Глава 9

Машина была темной и тесной. Воронов сидел, вжавшись в сиденье, чувствуя, как его сердце готово выпрыгнуть из груди. Молодой человек в штатском, который никак не назвался, курил у окна, не глядя на него. Они ехали не на Литейный, а в сторону Смольного.

«Зачем? — лихорадочно соображал Воронов. — Почему не сразу в Большой дом?»

Машина свернула в один из дворов и остановилась у подъезда неприметного здания. Незнакомец провел его по пустынным коридорам в кабинет, где за простым столом сидел человек в штатском с умными, уставшими глазами.

— Садитесь, Алексей Иванович, — сказал он, указав на стул. — Нам известно о ваших, скажем, неслужебных контактах. Вас завербовал художник-оформитель Тойво Туурович Лахти, он же «Вяйнемёйнен», агент финской военной разведки.

Техник-интендант 2-го ранга онемел от ужаса. Здесь знали все. Абсолютно все. Что-либо скрывать не имело смысла. Надо было признаваться. Может, на трибунале зачтут чистосердечное признание и не поставят к стенке?

— Не тряситесь, — усмехнулся его собеседник, поглаживая ладонью коленкор пухлой папки, что лежала перед ним. — Нам ваши признания не нужны. Вам они пригодятся потом, когда придется держать ответ перед законом за свои делишки.

Он отодвинул от себя папку, которую так и не раскрыл.

— Вот ваше положение. Финны считают вас своим агентом. Мы знаем, что вы их агент. Вы же сами… — он развел руками, — вы просто запутавшийся человек, который хочет выжить. Мы даем вам этот шанс.

— Какой шанс? — прошептал Воронов.

— Шанс искупить вину. Вы поедете на фронт. Вы будете делать то, что вам приказали финны. Однако всю собранную информацию вы будете передавать нам. Мы решим, что можно показать финнам, а что — нет. Таким образом, вы поможете нам водить финскую разведку за нос. А заодно… — незнакомец прищурился, — присмотрите за одним человеком в штабе армии. За комкором Жуковым. Нас интересует, с кем он контактирует, какие отдает приказы. Обо всем необычном — немедленно доклад через вашего связного.

«Жаворонок» сглотнул. Его не просто завербовали. Его сделали двойным агентом, марионеткой в чужой игре, где малейшая ошибка означала смерть. Причем — пуля или нож могут прилететь с любой стороны.

— А… а если я откажусь? — спросил он, уже зная ответ.

— Тогда мы либо передадим вас органам следствия, либо сообщим финнам, через свои каналы, что вы — законспирированный агент НКВД, который их предал. Думаю, вам не пережить эту ночь.

— Нет-нет, я согласен! — поспешил заверить собеседника Воронов.

— Я и не сомневался, что вы согласитесь, — усмехнулся тот. — Когда вы прибудете к новому месту службы, к вам подойдет человек, который представится как лейтенант Егоров. Это и ваш связной и ваш руководитель.

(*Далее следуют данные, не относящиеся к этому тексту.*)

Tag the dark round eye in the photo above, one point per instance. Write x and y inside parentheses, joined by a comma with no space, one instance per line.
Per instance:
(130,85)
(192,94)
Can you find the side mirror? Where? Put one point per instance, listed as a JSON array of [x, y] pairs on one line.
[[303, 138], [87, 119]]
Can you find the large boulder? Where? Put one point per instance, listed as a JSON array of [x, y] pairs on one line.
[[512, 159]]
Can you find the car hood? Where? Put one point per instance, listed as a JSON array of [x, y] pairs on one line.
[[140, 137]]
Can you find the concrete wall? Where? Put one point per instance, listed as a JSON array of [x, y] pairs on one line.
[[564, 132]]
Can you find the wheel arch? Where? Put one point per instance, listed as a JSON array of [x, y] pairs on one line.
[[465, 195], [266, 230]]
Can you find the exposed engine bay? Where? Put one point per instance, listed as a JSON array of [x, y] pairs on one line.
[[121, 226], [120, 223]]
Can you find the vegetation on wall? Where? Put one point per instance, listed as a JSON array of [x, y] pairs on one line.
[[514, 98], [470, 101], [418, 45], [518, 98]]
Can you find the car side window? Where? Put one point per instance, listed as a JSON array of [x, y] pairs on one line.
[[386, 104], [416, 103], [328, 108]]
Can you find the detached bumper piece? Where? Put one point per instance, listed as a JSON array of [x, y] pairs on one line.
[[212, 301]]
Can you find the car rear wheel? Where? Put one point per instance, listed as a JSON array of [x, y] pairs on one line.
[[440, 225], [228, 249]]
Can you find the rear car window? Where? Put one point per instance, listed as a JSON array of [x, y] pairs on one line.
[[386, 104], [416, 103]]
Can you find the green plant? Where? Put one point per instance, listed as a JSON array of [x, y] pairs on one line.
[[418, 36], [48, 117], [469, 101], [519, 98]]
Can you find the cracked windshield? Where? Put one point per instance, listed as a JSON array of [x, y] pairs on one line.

На следующий день «Жаворонок», прибыл с эшелоном на станцию Белоостров. Его оформили в отдел обозно-вещевого снабжения штаба 7-й армии. Началась привычная рутина интендантской службы.

Разбирая ведомости, Воронов услышал возбужденные голоса. Сотрудники штаба обсуждали совещание, которое провел только что прибывший комкор Жуков.

— … ломает все планы, весь график передвижения! — возмущался кто-то. — Теперь все перекраивать! Все грузы перенацеливать на один участок!

— Зато толково, — парировал другой. — А то мы так по всему фронту распылимся… Говорят, Яковлев аж посерел, но согласился.

«Жаворонок» замер, прислушиваясь. Значит, тот самый Жуков, за которым он должен следить, уже здесь и уже вносит сумбур. Он почувствовал интерес своих новых «хозяев». Этот Жуков был кем-то важным, раз за ним установили такой негласный контроль.

Поздно ночью, выйдя на крыльцо дома, где был расквартирован, подышать, он увидел как к штабу подъехал «ГАЗ-64», из которого вышел тот самый коренастый высший командир с решительным лицом, чью фотографию он видел в газетах.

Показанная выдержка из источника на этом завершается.